Interrogé mardi, M. Bolsonaro a confirmé avoir mis lui-même le commentaire endossant ce post qui montrait Brigitte Macron sur une photo très désavantageuse. Mais il a refusé d'aborder une "question familiale" et a menacé de couper court à sa rencontre avec les journalistes s'"ils insistaient".

L'écrivain brésilien Paulo Coelho a demandé pardon à la France après les attaques de Jair Bolsonaro, comme de nombreux internautes au Brésil, qui exprimaient leur honte, sous le mot-clé #DisculpaBrigitte (Pardon, Brigitte). "Pardonnez-moi, pardonnez-moi mille fois", a-t-il dit dans une vidéo sur Twitter.

"Jair Bolsonaro a la mentalité d'un pré-adolescent imbécile et totalement immature", écrivait un internaute sur @l3l3ck4, "il n'a aucunement la posture d'un chef d'Etat. J'éprouve une honte énorme".

"Nous voudrions une Première dame comme vous: élégante, intelligente et qui fasse réellement quelque chose d'utile pour son pays", écrivait @4fraquejada. "Mais nous avons l'épouse-trophée d'un vieil idiot qui ne sait pas tenir sa langue".
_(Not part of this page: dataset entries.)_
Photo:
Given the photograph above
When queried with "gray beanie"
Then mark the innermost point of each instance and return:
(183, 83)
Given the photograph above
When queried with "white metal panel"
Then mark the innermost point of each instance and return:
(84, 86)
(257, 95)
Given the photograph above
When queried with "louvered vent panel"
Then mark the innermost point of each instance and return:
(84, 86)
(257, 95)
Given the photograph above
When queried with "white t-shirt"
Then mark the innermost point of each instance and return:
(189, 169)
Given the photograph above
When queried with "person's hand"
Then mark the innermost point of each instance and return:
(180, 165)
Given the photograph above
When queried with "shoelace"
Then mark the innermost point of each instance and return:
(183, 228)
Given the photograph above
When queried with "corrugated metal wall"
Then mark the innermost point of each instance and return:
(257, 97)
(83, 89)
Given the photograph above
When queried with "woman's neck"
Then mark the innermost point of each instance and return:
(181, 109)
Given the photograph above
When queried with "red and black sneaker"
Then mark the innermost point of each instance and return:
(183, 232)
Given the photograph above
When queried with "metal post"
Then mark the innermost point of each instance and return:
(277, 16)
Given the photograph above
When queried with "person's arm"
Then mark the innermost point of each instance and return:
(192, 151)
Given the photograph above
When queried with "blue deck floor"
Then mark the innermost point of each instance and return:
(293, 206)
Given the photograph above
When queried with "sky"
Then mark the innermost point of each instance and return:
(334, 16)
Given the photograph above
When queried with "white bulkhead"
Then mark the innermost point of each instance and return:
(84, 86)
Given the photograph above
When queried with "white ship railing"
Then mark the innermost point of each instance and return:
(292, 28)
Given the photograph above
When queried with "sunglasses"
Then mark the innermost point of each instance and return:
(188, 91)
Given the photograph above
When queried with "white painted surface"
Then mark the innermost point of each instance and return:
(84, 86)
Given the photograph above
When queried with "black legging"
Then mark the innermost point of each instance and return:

Toutefois le président d'extrême droite bénéficiait dans ses empoignades avec Paris du soutien inconditionnel de la sphère bolsonariste.

Difficultés respiratoires

Sur le terrain, les nouveaux départs de feu ont encore progressé lundi, apportant un démenti à l'affirmation de Jair Bolsonaro à Donald Trump.

Quelque 1.659 nouveaux départs de feu ont été recensés au Brésil par l'Institut national de recherche spatiale (INPE) en 24 heures, plus de la moitié en Amazonie.

A Porto Velho, capitale de l'Etat amazonien de Rondônia, un peu de pluie a allégé l'atmosphère très lourde ces derniers jours des fumées, qui ont conduit de nombreux habitants à consulter pour difficultés respiratoires.

Près de 2.500 hommes et une quinzaine d'avions, dont deux bombardiers d'eau C-130 Hercules étaient mobilisés en Amazonie contre ces feux touchant aussi gravement la Bolivie frontalière du président Evo Morales.

Ce dernier a salué mardi l'aide d'urgence de 20 millions de dollars du G7, tout en qualifiant la contribution de "toute petite".